Better yet, eat them raw! There are many foods that taste great raw including baby spinach, turnips, cauliflower, broccoli, carrots, and plenty more. Better still, make a tub of hummus as a healthy dip for your vegie sticks……..what better lunch could you have? Quick to rustle up too.
#6 – Tweak Your Recipes for Improved Health
You probably have some favourite recipes lying around that are your “go to” meals for things like special occasions – or even everyday life! Look at how you can make each meal healthier and over time, you’ll cut back on a lot of calories, salt and other unhealthy ingredients.

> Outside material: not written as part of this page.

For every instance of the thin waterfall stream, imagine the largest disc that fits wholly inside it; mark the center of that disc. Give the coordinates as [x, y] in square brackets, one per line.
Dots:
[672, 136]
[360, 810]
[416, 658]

Here are a few examples: if you are using flour, use whole wheat flour instead of plain flour or almond meal instead of flour; puree an avocado with a squeeze of lemon and use it instead of butter; use evaporated skim milk instead of cream; cacao nibs instead of chocolate chips; brown rice instead of white rice; swap Quinoa for couscous; polenta or rolled oats for bread crumbs; pita in place of bread; whole wheat bread instead of white bread and something I tried just recently was to use zucchini ribbons in place of pasta – delicious.
These are just a few ideas of how you can improve your cooking and diet with some simple and easy changes that you will hardly even notice but after a few months you will start to notice a reduction in your waistline and you will feel much better. It is all about consistent small changes over time and it works with very little effort.
And one last tip – get into the habit of using fresh seasoning that you develop to your own tastes rather than seasoning packets that stuff a whole bunch of salt and sugar in them. Fresh herbs are great and you can grow them yourself. Also try using different heat chilies (red peppers) for added flavour – they’re also a great way to kickstart your metabolism!